Fred again… follows in the footsteps of a number of albums that have been on repeat in my household for years. Specifically, he picks up where the xx left off. The syrupy, drippy vibes of Actual Life (January 1-September 9 2022) can serve as the soundtrack for nearly any moment. Need to focus? Need background music while hosting? Need your sonic selection to match with the beat of the city as your walk to work? This is it.

Bernadette Doykos

Kid Cudi, A Kid Named Cudi (Re-Release)

At 34, my favorite albums are probably behind me. From Icewear Vezzo to Bartees Strange, I still listen to everything new at least once but rarely much more because I feel like I get more value as a writer from learning through podcasts. With that said, this Cudder reissue took me back to junior year on Gunson Street. “Down & Out” still hits, but “Whenever, Wherever” eclipses all for me now.

Ian Stonebrook

FLO, The Lead

If anyone ever had a doubt in their mind about the state of R&B, I promise you that FLO’s debut EP will restore all faith in rhythm and blues humanity. For these three young ladies to find such a beautiful effortless harmony that I haven’t heard since Chloe x Halle’s Ungodly Hour is refreshing. The Lead has everything you’ll need from the perfect middle fingers up bop “Cardboard Box” to a top-down anthem “Summertime.” If you really want a hell of a show for some vocals, “Feature Me” is sure to blow your mind.

D’Shonda Brown

Westside Gunn, 10

I’m definitely biased toward East Coast rappers. It’s really nothing more than that. I appreciate that FLYGOD actually raps and has an old-school vibe with his flow and beats — but I did like Pray For Paris more.

Anthony Puccio


The curator of emotional pandemonium in sonic form has done it again.

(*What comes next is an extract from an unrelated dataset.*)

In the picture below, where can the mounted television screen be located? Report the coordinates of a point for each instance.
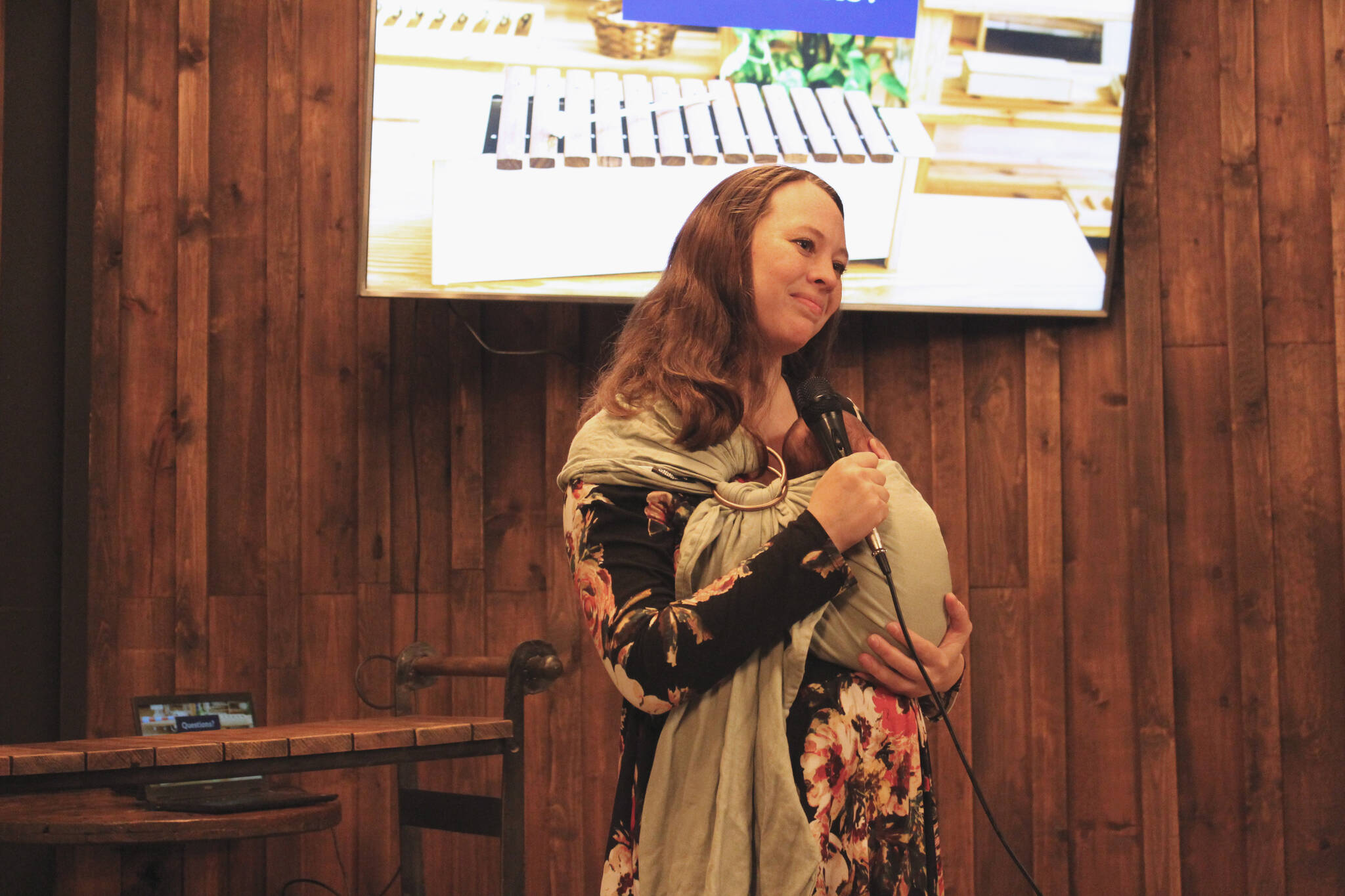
(553, 150)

SOS was released on December 9 to widespread positive reviews from fans and critics alike. Despite being released in the last month of the year, SOS is one of the most successful releases of 2022. The combination of critical acclaim and Billboard chart success is going to make for a massive 2023 for TDE’s newest superstar.

Randall Williams

Vince Staples, Ramona Broke My Heart

If my last pick was more about legacy — it wasn’t, but let’s imagine just for fun — then this one was chosen more with the heart. I’ve been a Vince stan for years, but his most recent work is some of his best and most authentic. It’s a relatable collection of work due to the fact that he takes us back to his adolescence, something we all can relate to, even if our backgrounds are all different. We were all shaped one way or another, and Vince gives us a preview of how he was molded growing up on this one.

Griffin Adams

Nas, King’s Disease III

It was only fitting that Nas’ King’s Disease III dropped on Veterans Day, because this legendary vet still has his fastball at 49 years of age. Younger MCs may criticize the Queensbridge OG for not being relevant anymore, but his classic lyricism and flow still rise above the vast majority of his peers and promise to resonate long after many current rappers’ primes will have come and gone.